Thanks to the federal government's budget wrangling, the federal program that helps farmers and ranchers remove problematic gray wolves (also known as timber wolves) has been cut. (See the full story in the Star Tribune.)
I grew up in gray wolf country and, believe me, it's not like the program was being underutilized. Wolf attacks on livestock and pets are more of a problem now than they've ever been. My dad still has a beef cow-calf operation on my home farm and every year cows and calves are lost to wolves.
I vividly remember one night during our first spring farming up north. I had just finished the late calf feeding (we were milking the cows and feeding the calves three times a day then). It was a black, moonless night; only the yellow glow from the yard light kept the darkness at bay.

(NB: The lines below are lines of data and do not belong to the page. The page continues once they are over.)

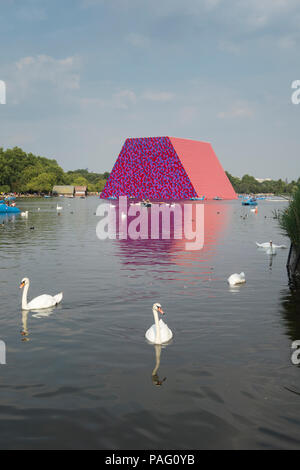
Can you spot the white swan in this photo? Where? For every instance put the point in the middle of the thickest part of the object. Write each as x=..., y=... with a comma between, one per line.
x=158, y=333
x=41, y=302
x=236, y=279
x=269, y=244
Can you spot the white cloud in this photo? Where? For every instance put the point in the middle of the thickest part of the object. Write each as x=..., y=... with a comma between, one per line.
x=123, y=99
x=42, y=73
x=137, y=40
x=240, y=109
x=160, y=96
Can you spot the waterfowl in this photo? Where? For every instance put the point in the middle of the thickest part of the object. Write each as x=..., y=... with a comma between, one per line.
x=236, y=279
x=158, y=333
x=40, y=302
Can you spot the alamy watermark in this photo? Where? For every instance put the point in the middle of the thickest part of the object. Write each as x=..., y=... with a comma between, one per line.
x=2, y=92
x=296, y=94
x=2, y=353
x=140, y=221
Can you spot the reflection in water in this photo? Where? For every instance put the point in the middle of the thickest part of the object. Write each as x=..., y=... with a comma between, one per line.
x=290, y=303
x=42, y=313
x=155, y=378
x=165, y=253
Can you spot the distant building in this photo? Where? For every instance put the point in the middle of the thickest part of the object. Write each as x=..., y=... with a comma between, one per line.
x=80, y=191
x=67, y=191
x=167, y=168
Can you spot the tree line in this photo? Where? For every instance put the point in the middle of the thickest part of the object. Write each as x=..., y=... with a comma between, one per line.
x=22, y=172
x=249, y=185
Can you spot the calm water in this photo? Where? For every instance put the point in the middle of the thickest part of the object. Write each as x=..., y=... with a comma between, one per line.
x=83, y=376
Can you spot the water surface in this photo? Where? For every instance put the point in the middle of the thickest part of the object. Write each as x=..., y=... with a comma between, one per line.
x=85, y=377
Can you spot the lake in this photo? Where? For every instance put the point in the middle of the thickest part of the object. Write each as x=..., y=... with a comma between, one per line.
x=84, y=377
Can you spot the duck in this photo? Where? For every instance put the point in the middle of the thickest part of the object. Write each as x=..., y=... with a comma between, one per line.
x=236, y=279
x=159, y=332
x=40, y=302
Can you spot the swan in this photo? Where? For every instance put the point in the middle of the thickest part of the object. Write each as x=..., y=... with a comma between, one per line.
x=158, y=333
x=236, y=279
x=271, y=250
x=41, y=302
x=269, y=244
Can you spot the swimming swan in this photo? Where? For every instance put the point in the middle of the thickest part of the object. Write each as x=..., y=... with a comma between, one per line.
x=41, y=302
x=236, y=279
x=158, y=333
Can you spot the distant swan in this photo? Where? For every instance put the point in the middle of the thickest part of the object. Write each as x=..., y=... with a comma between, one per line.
x=269, y=244
x=41, y=302
x=236, y=279
x=158, y=333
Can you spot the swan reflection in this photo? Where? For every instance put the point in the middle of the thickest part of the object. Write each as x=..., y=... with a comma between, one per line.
x=24, y=331
x=155, y=378
x=42, y=313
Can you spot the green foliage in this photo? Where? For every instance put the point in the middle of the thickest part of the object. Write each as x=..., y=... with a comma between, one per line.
x=249, y=185
x=289, y=219
x=24, y=172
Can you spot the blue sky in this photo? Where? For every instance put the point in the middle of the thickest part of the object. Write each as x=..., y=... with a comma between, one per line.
x=83, y=75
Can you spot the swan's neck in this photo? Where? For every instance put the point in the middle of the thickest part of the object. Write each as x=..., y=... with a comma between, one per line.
x=24, y=296
x=158, y=338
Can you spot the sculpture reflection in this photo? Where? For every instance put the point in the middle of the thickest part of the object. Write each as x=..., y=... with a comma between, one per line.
x=163, y=251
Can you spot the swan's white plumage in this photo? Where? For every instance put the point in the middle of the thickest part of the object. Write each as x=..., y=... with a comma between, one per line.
x=236, y=279
x=40, y=302
x=165, y=333
x=159, y=333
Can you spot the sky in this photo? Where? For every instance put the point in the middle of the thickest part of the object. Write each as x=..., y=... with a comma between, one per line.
x=83, y=75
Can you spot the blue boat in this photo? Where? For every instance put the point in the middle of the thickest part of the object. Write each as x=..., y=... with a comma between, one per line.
x=249, y=202
x=4, y=209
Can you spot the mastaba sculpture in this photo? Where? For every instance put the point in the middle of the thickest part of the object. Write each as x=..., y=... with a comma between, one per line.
x=167, y=168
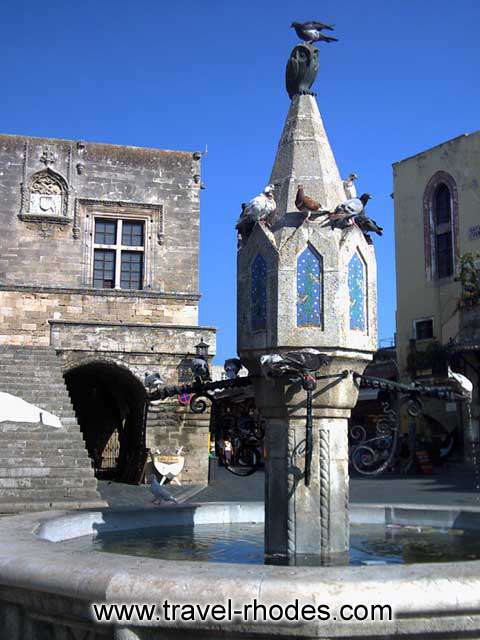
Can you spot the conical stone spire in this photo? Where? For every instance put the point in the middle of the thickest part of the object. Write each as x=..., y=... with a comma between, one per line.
x=304, y=156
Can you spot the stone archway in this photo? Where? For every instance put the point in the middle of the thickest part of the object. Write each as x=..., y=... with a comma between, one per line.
x=109, y=401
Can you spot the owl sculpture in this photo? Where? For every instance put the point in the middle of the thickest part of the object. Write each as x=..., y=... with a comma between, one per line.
x=302, y=69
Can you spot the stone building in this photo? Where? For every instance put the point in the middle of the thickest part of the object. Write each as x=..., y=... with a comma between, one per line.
x=437, y=231
x=99, y=261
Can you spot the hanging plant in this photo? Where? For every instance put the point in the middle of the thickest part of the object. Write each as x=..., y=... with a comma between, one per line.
x=469, y=280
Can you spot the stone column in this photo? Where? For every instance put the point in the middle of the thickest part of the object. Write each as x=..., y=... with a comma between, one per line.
x=302, y=284
x=300, y=520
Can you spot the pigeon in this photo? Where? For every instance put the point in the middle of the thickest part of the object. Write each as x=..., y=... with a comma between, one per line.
x=352, y=207
x=367, y=225
x=153, y=381
x=259, y=209
x=305, y=203
x=160, y=493
x=293, y=362
x=349, y=186
x=232, y=367
x=200, y=369
x=311, y=31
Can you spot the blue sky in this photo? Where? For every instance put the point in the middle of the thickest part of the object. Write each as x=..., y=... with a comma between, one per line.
x=184, y=75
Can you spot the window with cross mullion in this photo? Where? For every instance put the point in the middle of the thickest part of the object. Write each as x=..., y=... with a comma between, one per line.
x=118, y=254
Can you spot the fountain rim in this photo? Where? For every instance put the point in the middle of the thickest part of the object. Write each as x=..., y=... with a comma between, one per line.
x=419, y=594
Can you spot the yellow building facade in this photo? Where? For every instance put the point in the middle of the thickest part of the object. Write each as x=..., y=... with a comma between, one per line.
x=437, y=231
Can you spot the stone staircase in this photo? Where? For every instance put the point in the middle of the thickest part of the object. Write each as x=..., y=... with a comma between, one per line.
x=42, y=467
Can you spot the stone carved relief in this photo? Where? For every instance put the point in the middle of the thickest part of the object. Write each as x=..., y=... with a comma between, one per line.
x=309, y=289
x=258, y=294
x=44, y=195
x=357, y=292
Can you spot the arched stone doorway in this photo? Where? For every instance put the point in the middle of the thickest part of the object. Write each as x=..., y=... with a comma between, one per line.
x=110, y=405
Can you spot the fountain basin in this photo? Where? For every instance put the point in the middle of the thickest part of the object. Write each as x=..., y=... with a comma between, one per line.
x=47, y=588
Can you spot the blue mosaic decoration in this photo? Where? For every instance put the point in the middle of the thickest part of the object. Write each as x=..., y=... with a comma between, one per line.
x=258, y=299
x=309, y=289
x=357, y=293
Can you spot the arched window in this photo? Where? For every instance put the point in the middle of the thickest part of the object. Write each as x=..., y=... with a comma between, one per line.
x=309, y=289
x=357, y=290
x=442, y=213
x=440, y=206
x=258, y=294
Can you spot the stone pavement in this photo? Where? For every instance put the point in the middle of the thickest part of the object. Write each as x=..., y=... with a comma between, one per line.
x=454, y=486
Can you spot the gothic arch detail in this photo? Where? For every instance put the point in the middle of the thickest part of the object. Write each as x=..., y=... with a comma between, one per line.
x=258, y=294
x=441, y=226
x=309, y=289
x=45, y=196
x=357, y=291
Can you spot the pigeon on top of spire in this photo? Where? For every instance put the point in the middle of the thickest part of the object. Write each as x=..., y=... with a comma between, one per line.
x=312, y=31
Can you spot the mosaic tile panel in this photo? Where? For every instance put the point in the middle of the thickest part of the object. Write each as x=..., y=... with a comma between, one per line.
x=309, y=289
x=258, y=294
x=357, y=293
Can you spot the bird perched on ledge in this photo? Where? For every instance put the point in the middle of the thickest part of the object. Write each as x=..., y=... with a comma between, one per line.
x=312, y=31
x=367, y=225
x=351, y=208
x=259, y=209
x=305, y=204
x=349, y=186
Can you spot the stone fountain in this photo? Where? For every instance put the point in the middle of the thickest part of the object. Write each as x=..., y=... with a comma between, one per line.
x=302, y=284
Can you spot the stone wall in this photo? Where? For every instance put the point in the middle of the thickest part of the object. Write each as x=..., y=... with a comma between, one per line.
x=25, y=312
x=54, y=248
x=169, y=424
x=52, y=193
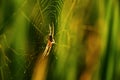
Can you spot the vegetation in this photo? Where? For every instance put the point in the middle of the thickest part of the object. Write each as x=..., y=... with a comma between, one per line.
x=86, y=33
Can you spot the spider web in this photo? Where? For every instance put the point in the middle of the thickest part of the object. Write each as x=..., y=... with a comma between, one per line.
x=32, y=11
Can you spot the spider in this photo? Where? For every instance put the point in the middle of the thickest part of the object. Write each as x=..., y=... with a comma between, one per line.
x=50, y=41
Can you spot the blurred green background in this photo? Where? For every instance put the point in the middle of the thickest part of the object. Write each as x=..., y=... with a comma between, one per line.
x=86, y=34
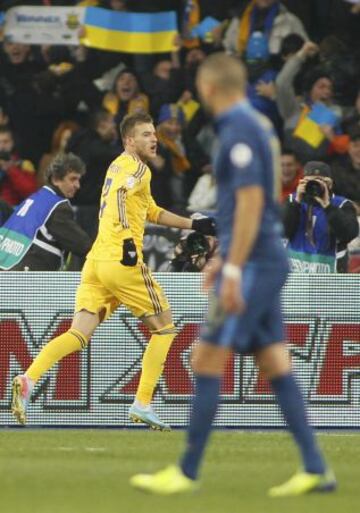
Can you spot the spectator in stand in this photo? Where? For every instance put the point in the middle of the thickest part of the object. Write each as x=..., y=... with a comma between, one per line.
x=97, y=146
x=18, y=68
x=318, y=224
x=60, y=138
x=352, y=116
x=17, y=176
x=263, y=23
x=346, y=170
x=45, y=224
x=178, y=152
x=291, y=173
x=4, y=118
x=126, y=97
x=5, y=211
x=158, y=84
x=293, y=109
x=59, y=92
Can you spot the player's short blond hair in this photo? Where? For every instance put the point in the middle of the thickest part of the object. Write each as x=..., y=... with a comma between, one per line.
x=131, y=120
x=226, y=72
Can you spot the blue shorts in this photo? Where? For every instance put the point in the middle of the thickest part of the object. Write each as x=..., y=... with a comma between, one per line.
x=261, y=323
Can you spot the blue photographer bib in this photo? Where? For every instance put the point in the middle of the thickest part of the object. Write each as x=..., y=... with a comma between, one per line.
x=319, y=254
x=20, y=230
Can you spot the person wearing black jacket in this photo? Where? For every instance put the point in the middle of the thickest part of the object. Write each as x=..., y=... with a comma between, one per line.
x=58, y=233
x=318, y=224
x=97, y=147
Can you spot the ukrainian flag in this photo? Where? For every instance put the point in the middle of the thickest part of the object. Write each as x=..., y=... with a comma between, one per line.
x=129, y=32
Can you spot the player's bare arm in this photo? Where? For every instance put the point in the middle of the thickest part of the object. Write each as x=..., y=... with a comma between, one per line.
x=205, y=225
x=167, y=218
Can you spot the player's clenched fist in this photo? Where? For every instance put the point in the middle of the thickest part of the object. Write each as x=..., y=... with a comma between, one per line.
x=129, y=253
x=204, y=225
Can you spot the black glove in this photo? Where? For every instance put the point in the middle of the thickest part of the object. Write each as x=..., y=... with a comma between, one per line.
x=129, y=253
x=204, y=225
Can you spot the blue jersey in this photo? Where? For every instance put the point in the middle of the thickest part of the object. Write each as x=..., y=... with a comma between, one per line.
x=249, y=154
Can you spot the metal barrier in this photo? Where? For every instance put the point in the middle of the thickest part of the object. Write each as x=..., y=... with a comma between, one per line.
x=95, y=387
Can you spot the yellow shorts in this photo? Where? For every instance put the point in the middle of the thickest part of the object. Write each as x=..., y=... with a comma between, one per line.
x=105, y=285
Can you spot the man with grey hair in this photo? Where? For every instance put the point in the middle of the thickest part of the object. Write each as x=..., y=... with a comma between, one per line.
x=42, y=228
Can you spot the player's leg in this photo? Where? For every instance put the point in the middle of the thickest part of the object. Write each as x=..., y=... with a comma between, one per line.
x=75, y=339
x=136, y=288
x=208, y=364
x=163, y=333
x=274, y=363
x=92, y=304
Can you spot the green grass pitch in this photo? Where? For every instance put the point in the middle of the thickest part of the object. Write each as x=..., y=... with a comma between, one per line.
x=87, y=471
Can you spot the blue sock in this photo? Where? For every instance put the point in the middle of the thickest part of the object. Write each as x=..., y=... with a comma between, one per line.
x=203, y=412
x=292, y=406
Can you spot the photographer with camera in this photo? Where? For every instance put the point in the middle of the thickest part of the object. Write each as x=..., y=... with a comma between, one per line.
x=17, y=176
x=318, y=224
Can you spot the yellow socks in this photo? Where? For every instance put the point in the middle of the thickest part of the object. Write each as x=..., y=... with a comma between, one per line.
x=153, y=362
x=70, y=341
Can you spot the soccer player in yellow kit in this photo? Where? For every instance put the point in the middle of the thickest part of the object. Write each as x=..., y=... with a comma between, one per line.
x=115, y=274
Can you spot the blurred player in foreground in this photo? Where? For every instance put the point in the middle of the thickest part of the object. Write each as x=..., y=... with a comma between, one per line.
x=245, y=313
x=115, y=274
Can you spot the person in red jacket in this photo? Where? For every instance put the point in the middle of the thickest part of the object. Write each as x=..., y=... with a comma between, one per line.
x=17, y=176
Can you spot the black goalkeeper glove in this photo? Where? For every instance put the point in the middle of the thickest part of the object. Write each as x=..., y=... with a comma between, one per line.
x=204, y=225
x=129, y=253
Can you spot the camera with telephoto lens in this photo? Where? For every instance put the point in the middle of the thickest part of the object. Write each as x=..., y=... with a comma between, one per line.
x=191, y=253
x=313, y=189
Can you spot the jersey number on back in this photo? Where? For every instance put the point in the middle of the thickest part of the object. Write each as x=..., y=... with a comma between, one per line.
x=106, y=190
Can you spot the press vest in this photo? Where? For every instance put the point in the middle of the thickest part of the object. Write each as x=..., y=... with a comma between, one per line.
x=20, y=231
x=318, y=255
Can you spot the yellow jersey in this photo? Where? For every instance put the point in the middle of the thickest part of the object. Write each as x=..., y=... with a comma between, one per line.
x=125, y=206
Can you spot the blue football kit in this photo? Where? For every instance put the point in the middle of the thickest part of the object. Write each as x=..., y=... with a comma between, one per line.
x=249, y=155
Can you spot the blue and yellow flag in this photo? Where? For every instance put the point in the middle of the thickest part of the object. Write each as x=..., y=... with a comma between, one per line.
x=129, y=32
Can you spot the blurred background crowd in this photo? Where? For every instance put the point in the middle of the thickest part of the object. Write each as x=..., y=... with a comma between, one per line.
x=298, y=53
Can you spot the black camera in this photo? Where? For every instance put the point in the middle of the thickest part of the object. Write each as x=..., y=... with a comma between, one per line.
x=191, y=253
x=313, y=189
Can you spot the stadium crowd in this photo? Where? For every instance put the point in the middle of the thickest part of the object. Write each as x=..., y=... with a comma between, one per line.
x=298, y=53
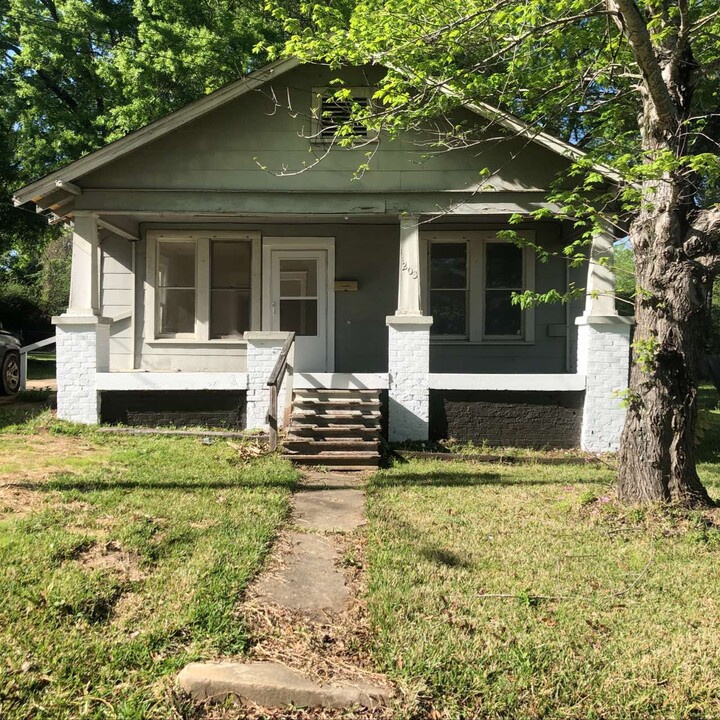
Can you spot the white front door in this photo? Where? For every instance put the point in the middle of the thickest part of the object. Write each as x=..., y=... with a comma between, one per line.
x=298, y=299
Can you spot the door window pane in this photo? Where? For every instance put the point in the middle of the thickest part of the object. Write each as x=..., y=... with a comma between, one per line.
x=230, y=288
x=298, y=296
x=299, y=316
x=177, y=310
x=298, y=278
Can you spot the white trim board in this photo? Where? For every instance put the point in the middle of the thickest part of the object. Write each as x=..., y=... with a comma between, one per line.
x=540, y=382
x=126, y=381
x=340, y=381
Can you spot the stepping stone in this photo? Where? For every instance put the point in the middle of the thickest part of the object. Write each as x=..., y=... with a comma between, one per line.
x=309, y=582
x=273, y=685
x=329, y=510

I was standing by the calf hutches when the wolves started. First, one wolf calling out. Then, the rest of the pack answering. If you've never heard a pack of wolves communicating, you can't imagine the involuntary tingles that run up your spine after the yips and howls register in your brain.
After the tingles, the fear and the worry set in. I had twenty-some baby heifer calves outside and more cows ready to calve in the pasture. And I was legitimately concerned about their safety. We had a dog on the farm, but that was no longer much consolation. When I was a kid, a farm dog was enough to keep the wolves away; but that wasn't the case anymore. In recent years, we'd had wolves within 100 yards of the barn. The yard light would help, but it was no guarantee.
The federal wolf-control program – the one that was cut – at least gave us some recourse when wolves caused problems. A phone call to Bill, our federal trapper (whose number was written right next to the phone in the kitchen) might not always result in the removal of the culprits, but at least we felt like we were doing something. If we were lucky, the wolves would still be around when Bill came and they'd be removed, like this one.
This wolf, a yearling who Bill said had likely just left his mother, and another yearling wolf were trapped after several attacks on my father's beef herd during the same spring I mentioned above. I don't like posting ugly photos, but I've been saving this photo for an opportunity like this. The photos we normally see of gray wolves, like the one at the top of this post, are of beautiful, healthy animals. In reality, most wolves in the wild have some degree of mange, like this one did, and they don't look nearly as picturesque as most photos depict them.
Nor are they as well-fed as the wolves normally photographed. And, as the wolf population continues to grow, so will the number of hungry wolves. Hungry wolves who can't find anything else to eat prey on farm animals and pets.
Without the federal wolf-control program, there will be no legal recourse for the farmers and ranchers for which wolf depredation is a challenge.